子供は嘘をついていなかった。確かにあの瞬間は、幸せであったのだ。
それを不幸と感じるのは、魔法植物が如何に体を蝕むかを知る俺だけだ。
苦労しながらも、微かな幸せを感じて生きる人がいる。微かな幸せすらも得られない人がいる。
それよりも短い一生でありながらも、全ての苦悩から開放されて生きる人がいる。苦悩を得ない人がいる。
――果たして、どちらが幸せなのだろう。
「収穫は得られたか?」
事前に決めていたお嬢様との集合場所へ向かっていると、その途中で呼び止められる。
声の主を探せば、腕を組んで木に背を預けるディーテの姿があった。
集合場所はこの木々の奥にある鐘だ。きっともう、お嬢様は鐘を鳴らしたのだろう。
「……何もないよ。」
「だろうな。」
さも当然のようにディーテは俺の言葉にそう言った。
俺だって分かってはいた。ちょっと調べた程度でどうにかなるような、そんな浅い事じゃないのは理解していた。
それでも、行かずにはいられなかった。ここで行かなくちゃ、自分を失ってしまうような気がしたのだ。
「こんな茶番に手伝ってくれてありがとう。さっさとお嬢様の所に行こうぜ。」
「感謝する必要などない。私は、自分のやりたい事をしたまでだ。」
サラリとディーテはそう言ってのける。実際、その言葉に嘘偽りはないのだろう。
「それに、私はこれが茶番だったとは思わん。」
重ねてディーテは言った。
「私は菓子が好きだ。しかし生きるためにそれは決して必要ではない、一種の無駄だ。それでも、その為に金を費やした事を一度も後悔していない。」
俺はその場に座り込んだ。
ここに立つ気もあまりなかった。服が少し汚れるが、気にすることでもない。
「重要なのはお前自身が後悔したか否かだ。」
「……収穫は事実、なかったじゃないか。」
「お前は結果が伴わなければ、その過程に全て意味がないと思うのか。それは神や天使の考え方だ、やめておけ。」
ディーテが忠告をするような言い方を初めて聞いた。
基本的に人に興味がないと思っていたから、余計にその言葉を聞くと驚いてしまう。
「……お前は、何で俺に協力しようと思ったんだよ。」
だから、つい聞いてしまった。きっと聞いても答えてくれないだろうと、聞かなかったことを。
「お前に興味が湧いたからだ。」
「だから、それが何でっていう話だよ。」
「……ふむ。説明せねば分からぬか。」
悩むような仕草をディーテは見せる。しかしそれも一瞬の事で、直ぐに口を開く。
「私には人の心は到底わからん。この世に生を受けて長く経つが、人の心だけは永遠に理解できん。」
以前にも似たような事を聞いた覚えがあった。
だからオリュンポスに入ったのだと、そうも言っていたような気がする。
「それは今でもだ。
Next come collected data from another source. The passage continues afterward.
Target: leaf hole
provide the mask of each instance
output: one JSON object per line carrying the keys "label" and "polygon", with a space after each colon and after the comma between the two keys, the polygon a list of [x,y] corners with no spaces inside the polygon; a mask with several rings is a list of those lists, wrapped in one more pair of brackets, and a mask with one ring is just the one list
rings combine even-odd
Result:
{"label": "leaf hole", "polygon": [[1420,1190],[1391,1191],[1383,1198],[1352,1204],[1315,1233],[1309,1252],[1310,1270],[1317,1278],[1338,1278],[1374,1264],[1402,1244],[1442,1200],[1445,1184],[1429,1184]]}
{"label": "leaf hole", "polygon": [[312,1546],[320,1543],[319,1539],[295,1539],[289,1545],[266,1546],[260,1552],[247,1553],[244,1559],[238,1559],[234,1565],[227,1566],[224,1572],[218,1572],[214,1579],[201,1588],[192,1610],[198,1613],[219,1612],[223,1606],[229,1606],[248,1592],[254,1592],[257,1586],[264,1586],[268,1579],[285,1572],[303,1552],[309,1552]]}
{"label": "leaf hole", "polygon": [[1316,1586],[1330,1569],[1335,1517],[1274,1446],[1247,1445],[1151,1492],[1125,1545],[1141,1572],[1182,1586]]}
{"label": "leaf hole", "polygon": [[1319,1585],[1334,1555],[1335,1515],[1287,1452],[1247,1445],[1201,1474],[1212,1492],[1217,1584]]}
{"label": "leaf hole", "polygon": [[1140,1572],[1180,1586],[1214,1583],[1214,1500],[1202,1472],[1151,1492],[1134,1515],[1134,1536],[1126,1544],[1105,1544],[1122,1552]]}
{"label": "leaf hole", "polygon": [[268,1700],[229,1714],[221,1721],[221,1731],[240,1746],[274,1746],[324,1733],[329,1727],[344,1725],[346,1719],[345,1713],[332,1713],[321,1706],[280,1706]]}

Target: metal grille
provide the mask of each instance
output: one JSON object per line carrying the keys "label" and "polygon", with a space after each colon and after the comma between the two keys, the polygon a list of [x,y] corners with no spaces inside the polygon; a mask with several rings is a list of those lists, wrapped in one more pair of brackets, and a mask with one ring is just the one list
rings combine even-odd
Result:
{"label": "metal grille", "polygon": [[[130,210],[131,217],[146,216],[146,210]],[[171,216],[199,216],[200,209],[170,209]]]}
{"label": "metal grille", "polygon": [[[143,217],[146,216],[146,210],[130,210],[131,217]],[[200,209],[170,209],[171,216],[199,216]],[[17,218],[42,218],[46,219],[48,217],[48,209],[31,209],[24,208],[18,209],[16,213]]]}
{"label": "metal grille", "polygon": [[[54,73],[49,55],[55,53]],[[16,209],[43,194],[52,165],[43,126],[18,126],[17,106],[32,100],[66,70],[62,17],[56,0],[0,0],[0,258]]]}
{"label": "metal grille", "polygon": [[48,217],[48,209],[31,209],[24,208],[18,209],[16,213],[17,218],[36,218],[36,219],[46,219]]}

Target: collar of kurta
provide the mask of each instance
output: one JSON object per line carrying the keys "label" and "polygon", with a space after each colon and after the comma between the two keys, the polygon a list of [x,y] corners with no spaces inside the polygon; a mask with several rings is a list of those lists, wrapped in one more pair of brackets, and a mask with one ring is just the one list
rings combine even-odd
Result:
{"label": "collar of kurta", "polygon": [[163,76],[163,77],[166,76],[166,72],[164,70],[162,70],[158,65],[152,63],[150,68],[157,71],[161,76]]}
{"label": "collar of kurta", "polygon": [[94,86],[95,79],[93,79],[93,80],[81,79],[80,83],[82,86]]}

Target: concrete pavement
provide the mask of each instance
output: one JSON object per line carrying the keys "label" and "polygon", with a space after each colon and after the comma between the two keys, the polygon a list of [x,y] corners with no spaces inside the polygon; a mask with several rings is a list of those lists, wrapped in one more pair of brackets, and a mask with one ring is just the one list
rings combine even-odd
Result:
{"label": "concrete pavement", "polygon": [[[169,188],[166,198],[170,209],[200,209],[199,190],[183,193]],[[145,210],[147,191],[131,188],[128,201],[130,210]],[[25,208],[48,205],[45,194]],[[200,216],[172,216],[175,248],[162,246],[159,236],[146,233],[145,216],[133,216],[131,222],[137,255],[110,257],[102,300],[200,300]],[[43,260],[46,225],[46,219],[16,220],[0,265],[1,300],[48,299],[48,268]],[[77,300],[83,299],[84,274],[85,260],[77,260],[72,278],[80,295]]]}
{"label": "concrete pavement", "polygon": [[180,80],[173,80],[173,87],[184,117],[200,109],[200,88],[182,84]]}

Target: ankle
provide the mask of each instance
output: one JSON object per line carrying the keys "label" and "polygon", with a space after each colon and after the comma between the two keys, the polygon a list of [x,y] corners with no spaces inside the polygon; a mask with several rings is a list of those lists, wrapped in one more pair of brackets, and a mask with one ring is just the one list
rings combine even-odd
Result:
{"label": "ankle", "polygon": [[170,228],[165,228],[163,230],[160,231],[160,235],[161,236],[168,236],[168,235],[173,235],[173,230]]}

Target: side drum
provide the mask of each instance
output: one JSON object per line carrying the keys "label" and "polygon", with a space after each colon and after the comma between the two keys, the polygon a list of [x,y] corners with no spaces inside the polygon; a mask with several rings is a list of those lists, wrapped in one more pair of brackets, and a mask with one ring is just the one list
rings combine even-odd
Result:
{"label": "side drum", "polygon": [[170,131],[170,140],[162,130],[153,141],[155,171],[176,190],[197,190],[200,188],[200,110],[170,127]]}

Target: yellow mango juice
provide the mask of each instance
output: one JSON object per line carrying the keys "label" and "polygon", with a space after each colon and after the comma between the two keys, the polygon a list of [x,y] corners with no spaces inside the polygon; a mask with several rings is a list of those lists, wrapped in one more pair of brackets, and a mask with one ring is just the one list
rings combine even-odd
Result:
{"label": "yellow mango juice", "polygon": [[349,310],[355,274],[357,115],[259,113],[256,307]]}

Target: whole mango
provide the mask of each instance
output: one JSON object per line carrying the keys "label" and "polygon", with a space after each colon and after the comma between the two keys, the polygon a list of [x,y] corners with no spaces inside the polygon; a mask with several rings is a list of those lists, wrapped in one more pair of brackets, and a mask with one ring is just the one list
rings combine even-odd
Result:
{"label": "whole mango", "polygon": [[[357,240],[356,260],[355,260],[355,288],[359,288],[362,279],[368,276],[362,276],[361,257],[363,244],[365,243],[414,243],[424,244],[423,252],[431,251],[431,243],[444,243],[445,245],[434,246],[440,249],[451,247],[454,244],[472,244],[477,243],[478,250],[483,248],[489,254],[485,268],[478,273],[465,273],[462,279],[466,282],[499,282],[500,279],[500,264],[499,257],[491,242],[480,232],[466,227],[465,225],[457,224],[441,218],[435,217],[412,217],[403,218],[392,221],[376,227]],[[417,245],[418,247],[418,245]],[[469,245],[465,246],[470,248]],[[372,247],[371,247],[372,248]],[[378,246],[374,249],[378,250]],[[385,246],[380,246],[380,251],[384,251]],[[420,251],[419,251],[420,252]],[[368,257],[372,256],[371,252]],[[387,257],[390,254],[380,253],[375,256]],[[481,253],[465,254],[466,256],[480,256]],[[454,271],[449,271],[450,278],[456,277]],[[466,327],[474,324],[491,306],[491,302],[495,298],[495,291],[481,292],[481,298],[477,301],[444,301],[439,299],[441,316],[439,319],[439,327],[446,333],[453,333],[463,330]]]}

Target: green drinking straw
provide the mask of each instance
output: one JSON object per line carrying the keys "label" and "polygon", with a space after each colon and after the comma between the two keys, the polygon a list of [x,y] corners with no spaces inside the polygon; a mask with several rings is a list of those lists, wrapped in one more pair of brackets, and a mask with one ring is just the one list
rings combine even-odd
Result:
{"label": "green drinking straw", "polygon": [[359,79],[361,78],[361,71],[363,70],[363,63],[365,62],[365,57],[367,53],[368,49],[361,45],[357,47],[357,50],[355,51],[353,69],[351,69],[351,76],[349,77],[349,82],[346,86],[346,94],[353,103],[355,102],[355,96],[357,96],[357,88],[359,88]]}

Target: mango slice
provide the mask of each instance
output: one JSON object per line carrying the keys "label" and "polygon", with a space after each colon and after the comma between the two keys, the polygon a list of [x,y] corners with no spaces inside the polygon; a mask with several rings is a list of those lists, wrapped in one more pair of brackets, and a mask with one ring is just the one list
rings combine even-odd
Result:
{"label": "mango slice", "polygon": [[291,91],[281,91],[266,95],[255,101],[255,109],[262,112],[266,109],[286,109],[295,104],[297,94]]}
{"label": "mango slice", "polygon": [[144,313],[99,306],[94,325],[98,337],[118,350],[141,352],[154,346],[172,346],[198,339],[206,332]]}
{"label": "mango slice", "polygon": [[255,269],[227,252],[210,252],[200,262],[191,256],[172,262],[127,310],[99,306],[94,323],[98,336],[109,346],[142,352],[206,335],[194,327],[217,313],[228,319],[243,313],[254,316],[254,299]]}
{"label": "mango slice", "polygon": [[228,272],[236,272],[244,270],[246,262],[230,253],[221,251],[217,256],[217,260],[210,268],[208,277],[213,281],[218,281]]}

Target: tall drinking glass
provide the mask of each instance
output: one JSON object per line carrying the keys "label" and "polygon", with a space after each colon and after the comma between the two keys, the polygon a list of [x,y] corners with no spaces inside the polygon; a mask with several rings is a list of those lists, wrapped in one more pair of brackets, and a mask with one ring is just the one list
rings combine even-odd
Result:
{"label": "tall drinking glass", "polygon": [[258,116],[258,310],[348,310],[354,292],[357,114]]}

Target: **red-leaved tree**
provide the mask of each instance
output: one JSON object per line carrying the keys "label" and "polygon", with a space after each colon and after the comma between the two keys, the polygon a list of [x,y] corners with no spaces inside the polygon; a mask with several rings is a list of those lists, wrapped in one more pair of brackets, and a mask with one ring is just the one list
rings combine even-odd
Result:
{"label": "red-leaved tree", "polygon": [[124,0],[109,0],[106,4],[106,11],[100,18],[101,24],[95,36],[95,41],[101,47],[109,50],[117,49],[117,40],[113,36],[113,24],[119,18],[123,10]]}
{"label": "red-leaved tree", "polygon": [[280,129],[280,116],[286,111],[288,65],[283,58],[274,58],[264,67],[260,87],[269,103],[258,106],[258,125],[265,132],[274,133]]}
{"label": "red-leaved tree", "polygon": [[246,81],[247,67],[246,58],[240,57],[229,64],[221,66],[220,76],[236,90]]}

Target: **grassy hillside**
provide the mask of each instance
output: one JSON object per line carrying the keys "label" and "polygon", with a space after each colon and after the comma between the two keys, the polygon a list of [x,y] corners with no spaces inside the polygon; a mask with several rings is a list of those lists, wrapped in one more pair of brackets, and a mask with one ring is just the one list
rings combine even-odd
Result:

お前が何故、そこまでこの島の民に気をかけるのか分からん。お前の行為は確かに他者を救えるかもしれんが、自分を殺すかもしれん。他人の為に命を懸けるなど、理解し難い。」
「いや、流石に俺だって自分の命の方が優先だよ。見知らぬ他人に命を差し出す趣味はない。」
「――そうか。まあ良い、そういうことにしておいてやる。」
そういうことも何も、事実俺はそこまで人の為に自分を犠牲にするつもりはない。いつもは結果的にそんな風になってしまっただけだ。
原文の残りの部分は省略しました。